Written For My Deceased Twin Putul On Our 36th Birthday
Written For My Deceased Twin Putul On Our 36th Birthday
Puti do you know, what it is to feel the snow?
Puti do you know what it is to see the sea?
Puti do you know how it is to fly in a plane
Puti do you how it is sitting in the class
without you beside me?
And she knew the answers to everything!
With Puti do you know???? I have grown!
With her knowledge, I knew about the sea
With her experience, I flew in a plane!
She said we are the same yet different
So we may have to sit in different classes and live in different planes!
One day she had explained at length
The difference between pollution and population
And I had imagined a rising smoke and people cluttered together gasping for breath!
We read Tom Sawyer together and she explained to me what was Tom's slumber!
The two of us and then Bhai too pretended to be the 'Five find outers'
And the invisible ink she discovered.
She told me the entire story of Heathcliff and Nelly'
As she finished reading Wuthering heights before me
She had typhoid and she told me what the fever felt like.
I told her 'diabetes was nothing
Because it never hurts to take insulin
She asked me how it was to lie in a hospital bed and I described how it felt!

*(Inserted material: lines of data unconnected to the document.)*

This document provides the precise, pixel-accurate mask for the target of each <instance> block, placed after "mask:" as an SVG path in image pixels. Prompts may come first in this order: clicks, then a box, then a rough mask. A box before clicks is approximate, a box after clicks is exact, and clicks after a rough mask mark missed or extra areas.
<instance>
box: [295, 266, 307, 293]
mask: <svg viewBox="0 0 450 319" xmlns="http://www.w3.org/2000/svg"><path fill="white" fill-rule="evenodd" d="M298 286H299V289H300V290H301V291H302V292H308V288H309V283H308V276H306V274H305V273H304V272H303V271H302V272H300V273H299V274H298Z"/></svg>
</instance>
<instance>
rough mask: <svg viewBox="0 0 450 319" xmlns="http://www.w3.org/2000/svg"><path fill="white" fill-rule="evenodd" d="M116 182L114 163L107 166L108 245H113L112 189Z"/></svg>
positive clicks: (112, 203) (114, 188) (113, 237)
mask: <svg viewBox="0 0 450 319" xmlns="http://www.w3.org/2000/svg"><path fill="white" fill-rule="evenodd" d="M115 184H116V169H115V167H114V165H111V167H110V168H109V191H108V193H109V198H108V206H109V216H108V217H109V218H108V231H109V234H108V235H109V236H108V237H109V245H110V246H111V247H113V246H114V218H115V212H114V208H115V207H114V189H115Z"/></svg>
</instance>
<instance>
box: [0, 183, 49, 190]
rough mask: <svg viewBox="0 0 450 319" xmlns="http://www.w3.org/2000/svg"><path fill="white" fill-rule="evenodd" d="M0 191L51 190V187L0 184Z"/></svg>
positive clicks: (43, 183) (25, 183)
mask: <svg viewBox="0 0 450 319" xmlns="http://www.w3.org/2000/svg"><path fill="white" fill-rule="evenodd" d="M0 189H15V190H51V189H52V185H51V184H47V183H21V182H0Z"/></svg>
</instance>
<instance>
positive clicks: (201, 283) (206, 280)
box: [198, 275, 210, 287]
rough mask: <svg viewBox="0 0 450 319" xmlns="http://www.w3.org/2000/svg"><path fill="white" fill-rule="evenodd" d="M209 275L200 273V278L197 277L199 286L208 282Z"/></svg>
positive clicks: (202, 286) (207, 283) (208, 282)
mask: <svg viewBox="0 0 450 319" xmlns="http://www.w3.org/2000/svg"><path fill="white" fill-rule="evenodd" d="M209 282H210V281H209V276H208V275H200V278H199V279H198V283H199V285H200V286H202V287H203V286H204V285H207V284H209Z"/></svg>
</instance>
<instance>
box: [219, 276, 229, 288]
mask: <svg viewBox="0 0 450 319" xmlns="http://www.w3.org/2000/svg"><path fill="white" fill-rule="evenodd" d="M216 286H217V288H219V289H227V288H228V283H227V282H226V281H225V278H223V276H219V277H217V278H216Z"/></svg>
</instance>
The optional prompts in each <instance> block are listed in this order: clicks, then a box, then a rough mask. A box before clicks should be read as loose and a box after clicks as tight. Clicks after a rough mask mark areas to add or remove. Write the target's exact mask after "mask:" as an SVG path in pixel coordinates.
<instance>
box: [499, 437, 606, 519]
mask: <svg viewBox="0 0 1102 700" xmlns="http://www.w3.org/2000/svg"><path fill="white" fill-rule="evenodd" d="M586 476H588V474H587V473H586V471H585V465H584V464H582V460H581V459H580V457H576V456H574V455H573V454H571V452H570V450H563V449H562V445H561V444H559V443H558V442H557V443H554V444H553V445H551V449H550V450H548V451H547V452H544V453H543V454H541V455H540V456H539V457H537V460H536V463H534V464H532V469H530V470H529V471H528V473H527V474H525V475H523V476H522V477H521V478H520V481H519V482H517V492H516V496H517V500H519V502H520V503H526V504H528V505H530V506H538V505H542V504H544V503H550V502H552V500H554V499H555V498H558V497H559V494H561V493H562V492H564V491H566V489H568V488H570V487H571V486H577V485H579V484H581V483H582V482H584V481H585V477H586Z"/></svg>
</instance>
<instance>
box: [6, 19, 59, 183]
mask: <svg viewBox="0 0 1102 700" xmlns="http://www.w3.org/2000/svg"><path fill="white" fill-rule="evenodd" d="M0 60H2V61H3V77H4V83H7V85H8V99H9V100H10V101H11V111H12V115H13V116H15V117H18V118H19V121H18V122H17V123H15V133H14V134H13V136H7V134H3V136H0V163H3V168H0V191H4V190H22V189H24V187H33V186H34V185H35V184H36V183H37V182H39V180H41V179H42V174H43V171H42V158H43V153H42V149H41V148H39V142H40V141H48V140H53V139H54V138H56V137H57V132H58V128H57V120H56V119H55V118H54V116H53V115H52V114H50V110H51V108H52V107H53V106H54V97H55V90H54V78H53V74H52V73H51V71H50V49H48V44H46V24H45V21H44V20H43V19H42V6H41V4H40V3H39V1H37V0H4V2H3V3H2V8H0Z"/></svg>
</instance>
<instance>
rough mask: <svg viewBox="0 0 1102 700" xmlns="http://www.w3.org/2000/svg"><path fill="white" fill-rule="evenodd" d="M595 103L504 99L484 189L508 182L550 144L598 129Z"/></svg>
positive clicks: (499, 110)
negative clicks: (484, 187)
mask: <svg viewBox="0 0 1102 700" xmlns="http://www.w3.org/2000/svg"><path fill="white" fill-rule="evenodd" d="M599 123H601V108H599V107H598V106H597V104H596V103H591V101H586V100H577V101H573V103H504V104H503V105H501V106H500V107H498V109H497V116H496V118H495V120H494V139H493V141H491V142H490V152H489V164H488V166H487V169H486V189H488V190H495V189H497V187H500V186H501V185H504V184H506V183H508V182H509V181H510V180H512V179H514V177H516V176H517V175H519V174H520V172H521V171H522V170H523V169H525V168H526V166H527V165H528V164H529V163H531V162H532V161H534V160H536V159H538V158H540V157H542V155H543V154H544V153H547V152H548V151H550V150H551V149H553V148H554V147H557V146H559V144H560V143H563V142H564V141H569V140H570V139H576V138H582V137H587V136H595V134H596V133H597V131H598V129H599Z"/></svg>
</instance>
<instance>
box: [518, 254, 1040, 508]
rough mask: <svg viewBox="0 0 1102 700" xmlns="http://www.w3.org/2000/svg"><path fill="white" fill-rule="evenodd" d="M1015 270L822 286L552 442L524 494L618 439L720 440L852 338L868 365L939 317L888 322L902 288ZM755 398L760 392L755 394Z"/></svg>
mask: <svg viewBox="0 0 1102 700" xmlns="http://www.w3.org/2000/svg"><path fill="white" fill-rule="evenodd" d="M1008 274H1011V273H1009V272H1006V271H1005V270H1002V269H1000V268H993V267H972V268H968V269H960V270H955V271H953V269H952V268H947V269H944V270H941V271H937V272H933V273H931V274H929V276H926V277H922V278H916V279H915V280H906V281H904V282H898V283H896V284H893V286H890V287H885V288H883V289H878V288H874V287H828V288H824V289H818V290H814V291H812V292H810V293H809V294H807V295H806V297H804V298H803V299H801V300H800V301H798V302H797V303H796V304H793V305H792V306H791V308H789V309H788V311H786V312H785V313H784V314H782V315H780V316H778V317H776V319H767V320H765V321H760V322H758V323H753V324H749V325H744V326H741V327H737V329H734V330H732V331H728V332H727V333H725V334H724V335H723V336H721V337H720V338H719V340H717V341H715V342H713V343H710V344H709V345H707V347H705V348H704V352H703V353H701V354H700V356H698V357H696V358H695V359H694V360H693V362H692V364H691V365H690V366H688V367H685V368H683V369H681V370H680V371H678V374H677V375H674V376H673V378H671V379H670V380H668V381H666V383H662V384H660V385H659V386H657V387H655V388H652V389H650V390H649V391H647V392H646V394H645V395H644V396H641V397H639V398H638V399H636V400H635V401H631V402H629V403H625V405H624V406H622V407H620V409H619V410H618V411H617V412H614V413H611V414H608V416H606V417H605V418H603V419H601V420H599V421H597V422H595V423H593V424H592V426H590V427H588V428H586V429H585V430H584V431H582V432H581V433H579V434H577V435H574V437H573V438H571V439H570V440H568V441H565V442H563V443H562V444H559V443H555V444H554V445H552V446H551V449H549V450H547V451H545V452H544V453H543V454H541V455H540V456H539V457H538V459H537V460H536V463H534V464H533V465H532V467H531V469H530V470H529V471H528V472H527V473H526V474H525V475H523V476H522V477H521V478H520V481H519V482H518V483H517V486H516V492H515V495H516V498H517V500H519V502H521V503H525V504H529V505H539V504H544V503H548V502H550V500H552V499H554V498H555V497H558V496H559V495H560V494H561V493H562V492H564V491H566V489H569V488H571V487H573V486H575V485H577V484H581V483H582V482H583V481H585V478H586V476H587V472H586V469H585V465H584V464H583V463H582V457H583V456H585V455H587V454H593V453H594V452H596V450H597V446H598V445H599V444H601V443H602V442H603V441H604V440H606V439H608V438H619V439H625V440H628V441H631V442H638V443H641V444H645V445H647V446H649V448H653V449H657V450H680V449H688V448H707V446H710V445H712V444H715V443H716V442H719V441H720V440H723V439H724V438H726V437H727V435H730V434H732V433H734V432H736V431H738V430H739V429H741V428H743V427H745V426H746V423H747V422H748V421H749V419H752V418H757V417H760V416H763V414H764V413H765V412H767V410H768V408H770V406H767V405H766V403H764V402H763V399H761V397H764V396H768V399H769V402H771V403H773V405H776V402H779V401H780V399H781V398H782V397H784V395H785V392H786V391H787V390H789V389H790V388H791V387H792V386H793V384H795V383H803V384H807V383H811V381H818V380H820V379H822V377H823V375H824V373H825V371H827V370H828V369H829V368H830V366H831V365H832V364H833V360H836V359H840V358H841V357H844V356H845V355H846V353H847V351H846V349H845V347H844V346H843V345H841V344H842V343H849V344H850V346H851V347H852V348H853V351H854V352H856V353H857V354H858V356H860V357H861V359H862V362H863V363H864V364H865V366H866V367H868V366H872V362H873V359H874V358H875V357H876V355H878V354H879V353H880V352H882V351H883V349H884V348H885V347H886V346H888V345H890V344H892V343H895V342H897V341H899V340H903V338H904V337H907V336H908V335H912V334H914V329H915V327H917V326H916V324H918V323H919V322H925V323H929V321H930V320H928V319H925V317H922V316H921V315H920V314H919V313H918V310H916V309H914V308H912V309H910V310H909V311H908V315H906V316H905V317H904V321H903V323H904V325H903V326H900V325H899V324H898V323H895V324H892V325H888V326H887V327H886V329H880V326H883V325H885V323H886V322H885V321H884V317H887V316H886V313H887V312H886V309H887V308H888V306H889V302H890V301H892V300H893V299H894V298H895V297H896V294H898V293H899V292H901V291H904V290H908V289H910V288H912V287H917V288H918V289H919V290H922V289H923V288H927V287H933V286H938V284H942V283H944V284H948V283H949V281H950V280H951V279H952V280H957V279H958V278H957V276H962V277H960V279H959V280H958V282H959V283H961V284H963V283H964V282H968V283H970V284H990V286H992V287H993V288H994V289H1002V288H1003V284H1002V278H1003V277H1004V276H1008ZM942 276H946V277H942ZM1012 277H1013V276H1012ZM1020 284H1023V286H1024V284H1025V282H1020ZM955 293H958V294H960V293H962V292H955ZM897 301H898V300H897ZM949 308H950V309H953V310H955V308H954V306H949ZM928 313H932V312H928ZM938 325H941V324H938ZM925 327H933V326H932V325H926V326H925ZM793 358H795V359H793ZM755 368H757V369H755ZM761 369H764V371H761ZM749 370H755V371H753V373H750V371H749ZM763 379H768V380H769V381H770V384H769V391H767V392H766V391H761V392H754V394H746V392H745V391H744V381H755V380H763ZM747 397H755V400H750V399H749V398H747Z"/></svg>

We decided 'Harry Potter' is our religion and turned Potter's heads.
Although we knew we were not like the naughty George and Fred!
She put inside my head all genetics and biochemistry
And slapped me when I did not perform well
She was the proudest when I got recognised...
When she visited Renn and set the Indian flag flying high
I felt like I had seen the French sky!
Her more than significant discoveries in science
Are all mine!!
When SS entered our life
We talked of his day and night!
For the first time, the same person aroused different sentiments.
Now to share we had distinct experiences!
Then Pata began growing inside me
And Puti and I prepared for the grand mommyhood!
As Pata turned in my womb
Puti's tummy wriggled too
And we had a fizzy drink together
To make the room spacious and better!
We started living in different cities
She lived here, I lived there
We lived together
As we knew our places from each other!
When Mr C came to dwell in her
She told me how it is to have cancer!
I wanted to fight with her
We went about bravely the entire time.
When she was operated
I was away chanting before the divine.
When she gained consciousness, she asked mommy to tell me
That she was free!
Then as she was home, she described how she felt empty as well as full
To have one of her breasts removed
I felt somewhere mine is gone too!
She told me the operation was nothing terrible
But I knew not how she had started hiding her troubles!
Then she felt dizzy,
She described how it feels
She fell down at the doctor's
Yet it was nothing she confirmed
She had brain mets the reports told
She was sleeping, unaffected and bold
I stopped asking how it felt like
For I was scared to hear about slipping of life
She was good, then she was suddenly bad
As I reached beside her
She got worse
But she never told me how terrible it was
I knew her drifting away and felt cursed!
I prayed for her to leave
And one day, as I was away on the train, she left.
I knew somehow as the sun peeped through the train window
That is the new day, I am breathing alone!
I turn thirty-six without her,
but the experiences of different worlds do linger
I tell her how things here are
We gossip about what not!
I wake up after a nightmare and see her lying beside me with a permanent smile!
I wipe her forehead to set things right!
I checked her fever the other day, but the glass was cold as death on a wintry night!
I asked her to get out of the glass
She did that and I touched her warm hands!
Together that night, at each other we smiled!
As my temperature dropped, she was gone inside the glass.
She helps me to live
But I could not help her to die.
She never shared her experience of death
I did not know how it is to die
But I will never accuse her of the lie
That she kept telling me of things were getting fine!
Because now I understand the truth in her words.
Dying is prime and perhaps primes are always fine!